The program is designed to create a database of Black and diverse businesses that can contribute to what is expected to be a booming industry, especially in North Carolina, which is one of the leading states for clean energy production.
The list of people the program is looking to engage includes not just energy suppliers, but contractors, logistics, transportation and everyone else it takes to get power from the farm to homes and businesses.
Big names are backing the initiative including Microsoft, GM, Kroger and T-Mobile.
“We all came together and said this issue is bigger than just a corporation. It’s something that impacts all communities,” said Irvine Sloan, Duke Energy’s vice president for strategic account management.
He said the corporations have not just created a database with names of diverse businesses in clean energy, they’re also networking and marketing for them.
“Where we want to get to is where diverse owned businesses are part of our working economy,” Sloan said.
They want to help smaller suppliers with Black ownership attract attention and compete for contracts.
“We want to create a platform to continue to grow and continue our span to grow over years and years to come,” Sloan said.
That’s big for Ajulo Othow, owner of EnerWealth Solutions, a solar provider in North Carolina.
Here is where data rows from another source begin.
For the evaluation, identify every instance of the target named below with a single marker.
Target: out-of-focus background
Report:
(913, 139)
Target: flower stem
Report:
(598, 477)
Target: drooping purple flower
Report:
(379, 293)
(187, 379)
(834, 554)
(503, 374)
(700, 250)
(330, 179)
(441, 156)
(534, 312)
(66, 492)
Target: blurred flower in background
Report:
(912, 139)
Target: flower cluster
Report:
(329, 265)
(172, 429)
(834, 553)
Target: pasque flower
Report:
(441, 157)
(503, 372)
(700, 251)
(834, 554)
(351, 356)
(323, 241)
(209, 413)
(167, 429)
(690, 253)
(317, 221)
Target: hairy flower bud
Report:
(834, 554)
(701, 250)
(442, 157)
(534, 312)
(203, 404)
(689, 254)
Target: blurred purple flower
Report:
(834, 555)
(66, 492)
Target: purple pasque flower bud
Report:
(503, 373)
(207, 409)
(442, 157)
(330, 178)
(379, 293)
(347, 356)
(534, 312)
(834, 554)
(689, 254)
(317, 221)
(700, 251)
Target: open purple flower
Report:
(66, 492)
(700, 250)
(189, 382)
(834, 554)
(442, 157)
“Too often we are the last to know or the last at the table,” Othow said.
Othow is president of the board of directors of the Black Owners of Solar Services. She said DiCE is designed to allow businesses that can often go overlooked to be seen and included in an industry with few Black faces.
“There are thousands of solar businesses across the country, and right now our network consists of about 50 businesses,” she said.
All that corporate effort ends up impacting farmers like Harrell.
He is working to make space on his land where Othow can put solar panels on his farm. That will give the former sharecropper the money he needs to keep his family tradition going and growing.
“I want this product to keep going,” he said.
The DiCE database is set to launch in the late summer or early fall of this year.
(WATCH BELOW: The push for more solar farms in North Carolina)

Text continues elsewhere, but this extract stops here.